A sinistra, Giacomo Puccini - foto Ansa

La recensione

Non le opere ma i giorni, gli amori e le passioni: Puccini in confidenza

Mattia Rossi

Tralerighe Libri pubblica una bibliografia puccininana a cento anni dalla morte dell'autore. L'opera abbonda di cuoriosi aneddoti poco noti e del suo rapporto con le donne

In questo anno in cui ricorre il centenario della morte di Giacomo Puccini, Giampiero Della Nina gli dedica un saggio che, nonostante la ridondante bibliografia pucciniana, riesce a dire qualcosa di nuovo. Della Nina, infatti, in Giacomo Puccini. Familiari, amici, amori (Tralerighe Libri, 236 pp., 22 euro) raccoglie una serie di testimonianze dirette che tratteggiano più che altro l’uomo e le sue passioni: la musica, ovviamente, ma anche la caccia, le auto, il fumo e, soprattutto, le donne. Non c’era miglior modo, dunque, di omaggiare il grande compositore a cent’anni dalla morte se non affiancando, ai necessari e imprescindibili studi musicologici, anche qualcosa di più curioso.


Il giovane Giacomo, nato in un’affermata famiglia di organisti (nel 1910 Arnaldo Fraccaroli scrisse che “in casa Puccini a Lucca da quasi due secoli si nasceva organisti come in altre case si nasce conti o milionari: così, per diritto ereditario”) ben presto si distinse sui banchi di scuola, ma non per i risultati: “Viene a scuola solo per consumare il fondo dei calzoni: non sta attento a niente e bussa continuamente sul banco come se fosse un piano”, fu il giudizio di un suo insegnante. 

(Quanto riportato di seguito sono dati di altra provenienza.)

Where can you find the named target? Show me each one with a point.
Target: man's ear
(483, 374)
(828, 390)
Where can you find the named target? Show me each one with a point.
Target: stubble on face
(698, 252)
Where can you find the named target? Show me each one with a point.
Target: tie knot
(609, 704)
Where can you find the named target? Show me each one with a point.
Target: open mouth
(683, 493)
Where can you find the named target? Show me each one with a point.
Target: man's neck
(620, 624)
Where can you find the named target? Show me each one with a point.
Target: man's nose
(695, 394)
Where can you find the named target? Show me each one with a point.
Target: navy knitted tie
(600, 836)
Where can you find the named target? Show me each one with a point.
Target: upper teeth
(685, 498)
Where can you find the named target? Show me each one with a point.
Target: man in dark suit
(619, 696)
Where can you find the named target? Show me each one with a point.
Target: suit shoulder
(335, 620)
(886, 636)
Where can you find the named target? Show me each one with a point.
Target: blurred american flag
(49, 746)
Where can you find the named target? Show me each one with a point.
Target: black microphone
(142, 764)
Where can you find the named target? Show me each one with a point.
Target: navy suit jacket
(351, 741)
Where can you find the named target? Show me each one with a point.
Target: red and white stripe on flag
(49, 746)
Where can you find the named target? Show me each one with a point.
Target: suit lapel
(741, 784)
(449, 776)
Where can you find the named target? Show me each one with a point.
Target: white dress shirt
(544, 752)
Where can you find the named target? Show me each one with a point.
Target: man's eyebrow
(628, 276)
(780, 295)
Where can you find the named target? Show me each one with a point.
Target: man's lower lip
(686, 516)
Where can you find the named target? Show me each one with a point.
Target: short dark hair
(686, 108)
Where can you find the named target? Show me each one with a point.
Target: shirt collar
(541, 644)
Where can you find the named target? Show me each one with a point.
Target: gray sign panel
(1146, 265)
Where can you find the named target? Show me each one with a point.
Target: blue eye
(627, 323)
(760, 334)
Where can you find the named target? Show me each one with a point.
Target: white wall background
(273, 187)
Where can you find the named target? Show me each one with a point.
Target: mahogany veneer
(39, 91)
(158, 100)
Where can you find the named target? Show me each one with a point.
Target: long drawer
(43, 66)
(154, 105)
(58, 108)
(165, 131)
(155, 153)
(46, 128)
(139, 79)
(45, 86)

Preziosi sono i singoli capitoli dedicati a ogni parente o amico di Puccini in cui Della Nina porta alla luce aneddoti ed episodi pochissimo noti: quando si incrinarono i rapporti con il cognato divenuto sindaco di Lucca che mai rese carrozzabile la mulattiera che conduceva alla villa di Chiatri del maestro; quando finì in tribunale a processo assieme all’amico Giuseppe Papeschi per aver inscenato il suicidio di quest’ultimo; il rapporto strettissimo con la sorella Iginia, suora nel monastero di Vicopelago di Lucca di cui fu benefattore; la complicità con la sorella Ramelde con la quale era solito scambiare battutacce anche piccanti (quando il marito, che gli forniva il vino, per un po’ non gli rispose, Puccini le scrisse: “Lui non venne mai come mi disse di fare. Se è così lento a venire, sei una moglie invidiabile”); quando annusava le mani dell’autista per capire se aveva “rubato” mandarini dalla pianta del giardino; quando nell’agosto 1894 venne denunciato per caccia abusiva; quando sorprese il figlio sedicenne Tonio a letto con la cameriera: lei venne licenziata e lui spedito in collegio.


L’ultima parte del libro, invece, è dedicata agli amori di Puccini. Innanzitutto quello scandaloso con Elvira Bonturi, donna sposata che abbandonò il marito per stare con Giacomo. Poi la giovane amante torinese Corinna Maggia (la tresca venne scoperta da Elvira che iniziò pure a controllare la posta del compagno) e quella di Torre del Lago, Giulia Manfredi. La moglie era così gelosa che sospettò anche erroneamente della cameriera Doria Manfredi: venne licenziata, Doria si suicidò ed Elvira venne denunciata, processata e condannata. Una passione, quella per le donne e per il sesso, tale che Elvira, per placare Puccini, ogniqualvolta dovesse incontrare qualche donna, gli somministrava abbondanti anafrodisiaci nel caffè.